Introductions

This handout is available for download in DOCX format and PDF format.

 

The introduction sets up your paper by identifying for your readers a piece of conventional wisdom (the motive) and then telling them how your text pushes back against that wisdom (your thesis). Your thesis, in other words, is your argument. All introductions should follow this format: 1) open with a hook that will grab the reader’s attention; 2) have a 2-3 sentence summary of the text you’ll be analyzing (be sure to include the name of the text and author and text); 3) the motive; and 4) the thesis. The most successful introductions open with a hook: something that draws your reader in and makes them want to read more. 

Of course, there are many ways to begin an introduction, but here are three tried and true methods.

Particular to General

Go from the particular to the general by using a quotation or detail from the text.

  • Example: In his book When Breath Becomes Air, Paul Kalanathi tells the story of a close colleague, Jeff, who commits suicide because he feels responsible for the death of a patient: “[Jeff], uh—he apparently had a difficult complication, and his patient died.

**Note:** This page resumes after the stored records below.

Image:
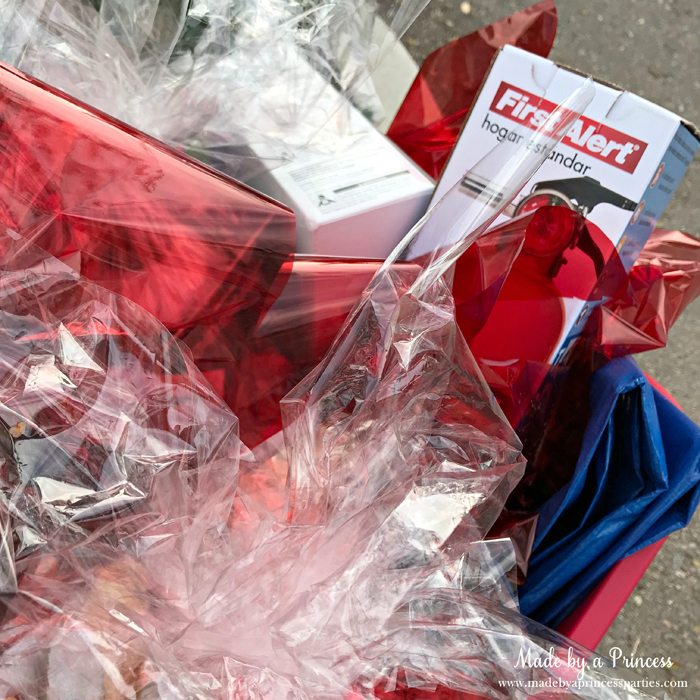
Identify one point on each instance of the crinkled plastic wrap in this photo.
(204, 254)
(433, 113)
(148, 554)
(239, 84)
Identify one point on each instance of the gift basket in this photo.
(234, 470)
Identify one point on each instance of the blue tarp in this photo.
(636, 480)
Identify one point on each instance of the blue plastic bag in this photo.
(636, 480)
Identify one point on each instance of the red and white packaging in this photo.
(618, 165)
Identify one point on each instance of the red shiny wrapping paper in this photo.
(202, 253)
(397, 407)
(431, 117)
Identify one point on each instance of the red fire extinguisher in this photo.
(562, 253)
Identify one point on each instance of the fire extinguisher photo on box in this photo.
(562, 257)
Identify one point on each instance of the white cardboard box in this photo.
(355, 194)
(619, 164)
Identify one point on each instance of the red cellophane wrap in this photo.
(136, 563)
(148, 554)
(431, 117)
(640, 309)
(203, 254)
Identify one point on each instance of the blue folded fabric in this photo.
(636, 480)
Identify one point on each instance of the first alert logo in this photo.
(585, 135)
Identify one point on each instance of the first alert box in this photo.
(618, 166)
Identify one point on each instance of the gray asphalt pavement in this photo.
(649, 47)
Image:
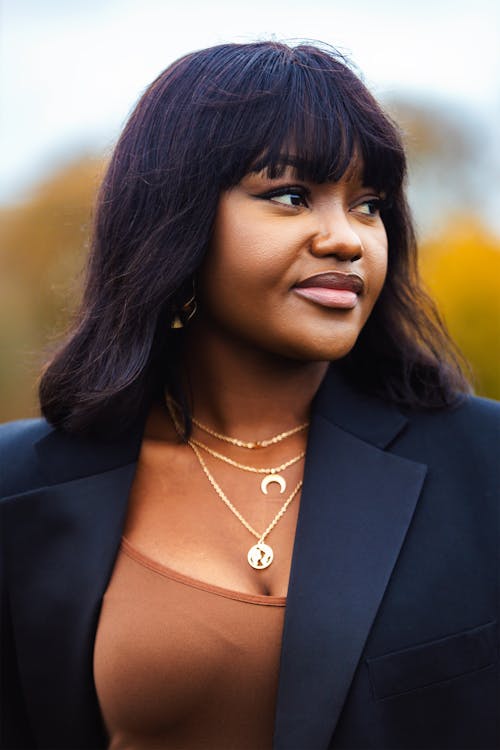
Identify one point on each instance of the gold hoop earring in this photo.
(184, 315)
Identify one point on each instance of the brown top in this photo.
(182, 664)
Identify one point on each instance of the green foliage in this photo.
(44, 243)
(461, 268)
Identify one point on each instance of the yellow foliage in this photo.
(461, 268)
(45, 241)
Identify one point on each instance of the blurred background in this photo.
(70, 73)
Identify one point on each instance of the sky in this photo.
(71, 70)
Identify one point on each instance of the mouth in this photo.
(334, 289)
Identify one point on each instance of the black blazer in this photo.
(391, 634)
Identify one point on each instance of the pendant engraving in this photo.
(269, 479)
(260, 556)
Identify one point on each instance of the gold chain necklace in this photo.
(272, 473)
(235, 441)
(260, 555)
(244, 443)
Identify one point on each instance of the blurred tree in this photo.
(45, 240)
(461, 268)
(43, 244)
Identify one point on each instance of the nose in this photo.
(337, 237)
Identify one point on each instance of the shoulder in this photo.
(18, 460)
(474, 416)
(464, 438)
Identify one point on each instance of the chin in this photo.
(321, 350)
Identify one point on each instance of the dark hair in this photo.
(206, 121)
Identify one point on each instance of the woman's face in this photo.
(294, 267)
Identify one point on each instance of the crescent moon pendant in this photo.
(269, 479)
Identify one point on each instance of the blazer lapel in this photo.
(59, 568)
(357, 503)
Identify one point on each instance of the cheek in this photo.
(377, 267)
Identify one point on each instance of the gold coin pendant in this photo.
(260, 556)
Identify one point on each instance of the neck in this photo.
(245, 392)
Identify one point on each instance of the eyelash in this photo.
(375, 203)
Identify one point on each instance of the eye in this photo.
(287, 196)
(369, 206)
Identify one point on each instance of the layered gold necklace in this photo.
(260, 555)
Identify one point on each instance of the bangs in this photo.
(312, 113)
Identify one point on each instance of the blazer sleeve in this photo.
(14, 724)
(15, 449)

Last night he climbed onto the roof of a building and jumped off” (114).

This kind of opening sentence should be followed by a sentence connecting it to your topic. For example, if my topic explores how Paul finds meaning through death, I might write something like: “Paul considers this example and many others as he searches for the meaning of life.”

General to Particular

Go from the general to the particular by using a quotation from outside the text.
  • Example: As Ralph Waldo Emerson once wrote, “It is not the length of life, but depth of life.”

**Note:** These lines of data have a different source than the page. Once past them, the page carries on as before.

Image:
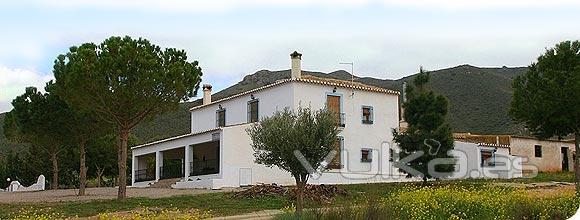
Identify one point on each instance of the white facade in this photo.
(236, 161)
(218, 153)
(471, 163)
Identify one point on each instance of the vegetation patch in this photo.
(454, 202)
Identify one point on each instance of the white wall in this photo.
(238, 154)
(469, 162)
(377, 136)
(270, 100)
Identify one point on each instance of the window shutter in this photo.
(338, 146)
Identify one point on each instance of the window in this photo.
(253, 110)
(220, 120)
(366, 155)
(333, 104)
(367, 115)
(538, 150)
(338, 146)
(487, 158)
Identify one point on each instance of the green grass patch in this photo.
(222, 203)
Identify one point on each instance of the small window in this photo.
(220, 118)
(367, 115)
(366, 155)
(253, 110)
(338, 146)
(538, 150)
(487, 158)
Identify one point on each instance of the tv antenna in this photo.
(351, 76)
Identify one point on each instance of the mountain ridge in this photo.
(479, 98)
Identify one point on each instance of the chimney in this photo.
(296, 71)
(206, 94)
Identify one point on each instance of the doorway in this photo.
(564, 151)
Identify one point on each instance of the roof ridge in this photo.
(320, 81)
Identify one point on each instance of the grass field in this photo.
(222, 204)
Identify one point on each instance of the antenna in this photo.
(351, 75)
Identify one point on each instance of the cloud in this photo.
(224, 5)
(13, 82)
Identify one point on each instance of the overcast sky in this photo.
(230, 39)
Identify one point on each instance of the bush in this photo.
(456, 202)
(146, 214)
(36, 214)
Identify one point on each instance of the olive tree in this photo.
(125, 81)
(278, 139)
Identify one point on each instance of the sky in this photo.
(386, 39)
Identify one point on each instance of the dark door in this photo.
(564, 151)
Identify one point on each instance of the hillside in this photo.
(479, 99)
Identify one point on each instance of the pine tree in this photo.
(428, 135)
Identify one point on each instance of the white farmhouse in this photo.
(217, 153)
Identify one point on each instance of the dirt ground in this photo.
(62, 195)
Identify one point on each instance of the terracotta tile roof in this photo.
(483, 139)
(312, 80)
(175, 138)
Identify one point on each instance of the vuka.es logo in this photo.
(502, 164)
(402, 164)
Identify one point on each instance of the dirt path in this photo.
(62, 195)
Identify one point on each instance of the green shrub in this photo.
(456, 202)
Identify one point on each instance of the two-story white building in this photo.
(217, 153)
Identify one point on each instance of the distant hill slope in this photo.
(479, 99)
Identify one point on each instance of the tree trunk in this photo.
(299, 197)
(83, 169)
(122, 159)
(54, 159)
(99, 176)
(577, 162)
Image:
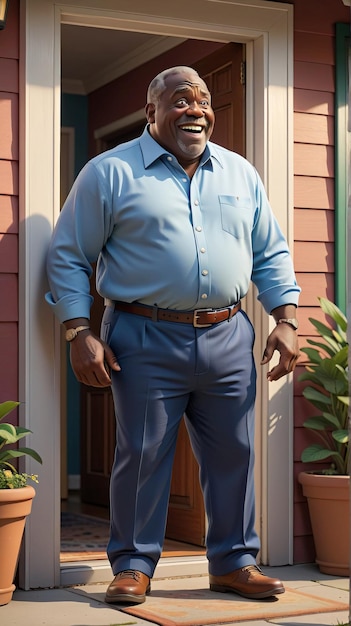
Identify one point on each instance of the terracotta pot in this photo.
(15, 505)
(328, 500)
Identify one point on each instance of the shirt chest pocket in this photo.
(236, 215)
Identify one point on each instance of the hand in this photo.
(284, 339)
(90, 359)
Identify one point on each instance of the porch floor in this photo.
(78, 606)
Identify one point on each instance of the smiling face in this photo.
(181, 117)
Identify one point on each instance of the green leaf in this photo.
(7, 407)
(316, 452)
(8, 433)
(313, 355)
(341, 436)
(321, 422)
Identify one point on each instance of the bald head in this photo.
(158, 84)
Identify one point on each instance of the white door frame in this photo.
(267, 30)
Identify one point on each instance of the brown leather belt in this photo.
(199, 318)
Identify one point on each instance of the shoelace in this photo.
(129, 573)
(252, 568)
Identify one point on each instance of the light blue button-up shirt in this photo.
(161, 238)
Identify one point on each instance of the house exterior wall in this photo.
(9, 201)
(314, 197)
(314, 88)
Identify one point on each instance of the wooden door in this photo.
(186, 521)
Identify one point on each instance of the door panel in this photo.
(186, 516)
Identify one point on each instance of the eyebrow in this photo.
(188, 87)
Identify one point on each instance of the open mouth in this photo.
(192, 128)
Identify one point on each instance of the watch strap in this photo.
(292, 321)
(72, 333)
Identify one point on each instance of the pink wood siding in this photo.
(9, 151)
(314, 87)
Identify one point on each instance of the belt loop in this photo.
(154, 315)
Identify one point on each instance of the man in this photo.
(179, 226)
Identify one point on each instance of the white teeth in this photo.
(193, 129)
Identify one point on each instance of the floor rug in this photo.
(83, 537)
(201, 607)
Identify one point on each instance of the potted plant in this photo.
(327, 488)
(15, 499)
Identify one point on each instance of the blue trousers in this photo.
(208, 374)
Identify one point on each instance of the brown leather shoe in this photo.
(129, 586)
(249, 582)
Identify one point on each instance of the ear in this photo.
(150, 112)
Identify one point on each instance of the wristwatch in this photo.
(72, 333)
(289, 320)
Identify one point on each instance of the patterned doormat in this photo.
(83, 537)
(201, 607)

Again, you will need to follow this kind of quotation with a sentence that connects to your topic, i.e., “Similarly, since Paul Kalanathi knows his life will be cut short, he focuses on making the most of what is left of his time.”

Current Events Story

Open with a current events story that connects to your topic.

To do this, first identify a theme of your paper that is relevant today. For example, I might try to find something about physician burnout and discuss how that was not an issue facing Kalanathi because of the limited time he had to practice medicine.

  • Example: In the New York Times article “Today’s Doctors: Overburdened and Burning Out,” the author explores how and why so many doctors suffer from job fatigue. However, neurosurgeon Paul Kalanathi will never experience physician burnout since he dies from lung cancer at the age of 33.